El Hospital de Maqroll el Gaviero está en medio de pantanos, en lo tórrido, el de Viel el Legionario (otro prófugo) es, como lo sugiere su nombre, un ámbito de reclusión en medio del tráfago de la multitud, el tumulto y la indiferencia. Pero en ambos alcanza su mayor intensidad el conflicto esencial de la conciencia entre la realidad sensorial y la intuición de otra realidad trascendente, la confrontación entre la muerte o la nada y el esplendor, por eso mismo absurdo, de la vida. En esos recintos los planos se entrecruzan, se alternan continuamente, la tierra y el cielo se desubican, cambian de signo, la lucidez y el sueño crean una atmósfera ambigua en la que el ser pasa a otra dimensión, caracterizada por una especie de intensidad que de pronto ilumina las cosas y los seres con una luz casi sobrenatural.
¿Dónde está el pabellón Rosetto? ¿En el cielo o en el infierno? ¿En Buenos Aires o en el delirio? Por un instante es el cielo, una larga esquina de verano, una armadura de mariposas impenetrable a lo temporal, donde la tenuidad y la delicadeza de las mariposas adquieren el temple del acero. Una especie de cielo personal que esa armadura defiende y en el cual el recluso está instalado con sus afectos y su dolor. Pero justamente es la enfermedad —Tengo la cabeza vendada— lo que lo instala en el paraíso, Me han sacado del mundo, y lo que abre la posibilidad del milagro: Mi madre vino al cielo a visitarme. Así también la realidad de la muerte, A veinte cuadras de aquí yace muriéndose, se transfigura, se convierte en una gloria espiritual: Soy feliz. Para el recluso el pabellón del Infierno Rosetto es también la paz, pero una paz alcanzada por la conciencia trágica de la condición humana ahora recostada en el pecho de la Luz y en la gracia de la fe, que cambia todos sus valores, en una especie de epifanía que anuncia la verdad, en la que todo comenzará de nuevo, más allá de la miseria y el drama confuso de la existencia. En torno a esta temática se desarrolla todo el texto. Del fondo del drama humano, de la confrontación con la muerte, se alza el resplandor de la fe que transforma todo el poema en una batalla del espíritu, en una desesperada experiencia de la intuición de lo Absoluto, vivida concretamente en ese centro del mundo que es el Hospital, en el que la realidad inmediata, con su intensidad sensual crea, paradójicamente, el sentimiento de una irrealidad total. “La verdadera vida está en otra parte”, como decía Rimbaud.

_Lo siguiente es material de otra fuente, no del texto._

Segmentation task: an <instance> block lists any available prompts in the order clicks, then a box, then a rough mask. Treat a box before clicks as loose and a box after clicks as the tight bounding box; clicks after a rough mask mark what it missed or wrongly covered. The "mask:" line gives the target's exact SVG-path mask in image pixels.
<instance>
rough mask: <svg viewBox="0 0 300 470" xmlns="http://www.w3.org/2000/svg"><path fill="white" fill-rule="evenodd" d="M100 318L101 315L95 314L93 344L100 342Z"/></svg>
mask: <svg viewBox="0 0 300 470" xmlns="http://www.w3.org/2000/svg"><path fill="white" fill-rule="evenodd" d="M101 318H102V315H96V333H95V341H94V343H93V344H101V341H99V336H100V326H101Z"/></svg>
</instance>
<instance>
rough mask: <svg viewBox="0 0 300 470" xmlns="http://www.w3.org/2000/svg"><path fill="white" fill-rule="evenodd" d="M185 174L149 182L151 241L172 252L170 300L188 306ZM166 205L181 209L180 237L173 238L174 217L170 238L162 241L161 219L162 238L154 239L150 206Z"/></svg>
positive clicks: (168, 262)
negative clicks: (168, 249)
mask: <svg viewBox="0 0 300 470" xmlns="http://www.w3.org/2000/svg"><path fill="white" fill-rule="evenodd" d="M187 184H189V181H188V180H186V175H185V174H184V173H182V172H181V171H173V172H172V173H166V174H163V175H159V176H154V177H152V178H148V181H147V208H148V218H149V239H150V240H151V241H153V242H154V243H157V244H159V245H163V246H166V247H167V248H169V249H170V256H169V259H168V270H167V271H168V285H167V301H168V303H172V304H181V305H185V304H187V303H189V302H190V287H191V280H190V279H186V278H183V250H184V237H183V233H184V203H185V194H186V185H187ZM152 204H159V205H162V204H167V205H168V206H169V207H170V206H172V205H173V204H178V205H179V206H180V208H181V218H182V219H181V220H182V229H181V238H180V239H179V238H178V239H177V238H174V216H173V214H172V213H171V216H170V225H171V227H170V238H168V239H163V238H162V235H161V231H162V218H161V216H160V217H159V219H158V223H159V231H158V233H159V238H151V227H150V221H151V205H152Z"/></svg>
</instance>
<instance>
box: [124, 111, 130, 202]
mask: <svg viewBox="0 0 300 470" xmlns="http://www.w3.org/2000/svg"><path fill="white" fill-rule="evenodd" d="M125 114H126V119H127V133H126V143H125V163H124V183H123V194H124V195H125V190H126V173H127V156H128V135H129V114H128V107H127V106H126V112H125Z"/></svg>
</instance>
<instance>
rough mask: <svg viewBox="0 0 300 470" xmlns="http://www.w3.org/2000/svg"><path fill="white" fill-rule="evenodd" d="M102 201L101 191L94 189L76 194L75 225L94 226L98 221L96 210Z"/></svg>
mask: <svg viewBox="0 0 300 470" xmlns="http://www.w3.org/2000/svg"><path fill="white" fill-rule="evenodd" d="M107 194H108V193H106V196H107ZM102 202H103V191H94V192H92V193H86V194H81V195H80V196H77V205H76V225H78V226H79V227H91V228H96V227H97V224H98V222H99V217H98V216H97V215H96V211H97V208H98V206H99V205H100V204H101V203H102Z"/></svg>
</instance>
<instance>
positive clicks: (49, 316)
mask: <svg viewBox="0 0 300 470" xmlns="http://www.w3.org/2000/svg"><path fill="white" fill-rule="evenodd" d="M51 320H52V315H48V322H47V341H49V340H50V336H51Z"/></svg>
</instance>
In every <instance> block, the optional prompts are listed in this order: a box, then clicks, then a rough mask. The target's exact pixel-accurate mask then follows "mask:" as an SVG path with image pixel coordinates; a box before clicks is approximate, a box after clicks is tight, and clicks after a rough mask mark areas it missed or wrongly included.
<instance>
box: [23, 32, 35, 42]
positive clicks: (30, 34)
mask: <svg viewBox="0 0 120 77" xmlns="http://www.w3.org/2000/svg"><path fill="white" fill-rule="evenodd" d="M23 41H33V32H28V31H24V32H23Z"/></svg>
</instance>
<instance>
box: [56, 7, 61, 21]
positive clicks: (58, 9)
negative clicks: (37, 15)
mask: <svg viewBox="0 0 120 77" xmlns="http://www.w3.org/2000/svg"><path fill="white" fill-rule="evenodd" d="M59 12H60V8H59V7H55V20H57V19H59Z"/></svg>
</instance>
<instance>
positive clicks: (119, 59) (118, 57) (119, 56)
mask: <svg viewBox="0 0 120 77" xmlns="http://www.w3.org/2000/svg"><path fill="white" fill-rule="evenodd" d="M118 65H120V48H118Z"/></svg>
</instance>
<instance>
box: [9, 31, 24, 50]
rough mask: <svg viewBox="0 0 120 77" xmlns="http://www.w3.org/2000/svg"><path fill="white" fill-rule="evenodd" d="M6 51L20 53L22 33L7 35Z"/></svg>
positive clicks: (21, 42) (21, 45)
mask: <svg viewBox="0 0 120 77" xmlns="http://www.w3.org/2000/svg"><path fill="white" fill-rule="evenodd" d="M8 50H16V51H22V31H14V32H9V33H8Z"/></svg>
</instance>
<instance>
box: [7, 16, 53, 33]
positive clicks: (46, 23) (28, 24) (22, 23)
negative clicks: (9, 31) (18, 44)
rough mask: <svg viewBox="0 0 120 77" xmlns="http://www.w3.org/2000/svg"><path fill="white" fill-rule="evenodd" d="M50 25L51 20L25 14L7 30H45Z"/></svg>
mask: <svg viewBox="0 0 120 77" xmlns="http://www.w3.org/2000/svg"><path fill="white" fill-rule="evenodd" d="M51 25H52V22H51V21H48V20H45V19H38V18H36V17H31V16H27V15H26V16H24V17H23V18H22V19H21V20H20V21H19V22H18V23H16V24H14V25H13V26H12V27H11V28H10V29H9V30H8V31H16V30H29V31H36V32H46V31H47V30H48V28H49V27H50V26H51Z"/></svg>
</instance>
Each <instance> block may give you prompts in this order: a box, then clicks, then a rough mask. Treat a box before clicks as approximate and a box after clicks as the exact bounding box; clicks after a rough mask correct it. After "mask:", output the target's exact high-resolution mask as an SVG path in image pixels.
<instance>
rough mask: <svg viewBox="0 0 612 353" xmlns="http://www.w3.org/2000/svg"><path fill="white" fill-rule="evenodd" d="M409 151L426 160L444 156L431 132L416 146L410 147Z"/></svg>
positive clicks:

Enrique Molina. Poeta argentino nacido en Buenos Aires en 1910. Su espíritu aventurero lo llevó a vivir una vida intensa como tripulante de barcos mercantes en el Caribe y Europa, experiencia que le sirvió para dotar con un carácter universal su expresión artística tanto en la poesía como en la pintura. Identificado con las ideas y los fines del movimiento surrealista, fundó en 1952, con Aldo Pellegrini, la revista A partir de cero. Considerado como uno de los más importantes poetas de Latinoamérica, obtuvo importantes galardones, entre los que merece destacarse el Gran Premio Fondo Nacional de las Artes 1992. Su obra está contenida en las siguientes publicaciones: «Las cosas y el delirio» en 1941, «Pasiones terrestres» en 1946, «Costumbres errantes o la redondez de la tierra» en 1951, «Amantes antípodas» en 1961, «Fuego libre» en 1962, «Las bellas furias» en 1966, «Monzón Napalm» en 1968, «Los últimos soles» en 1980 y  «El ala de la gaviota» en 1985.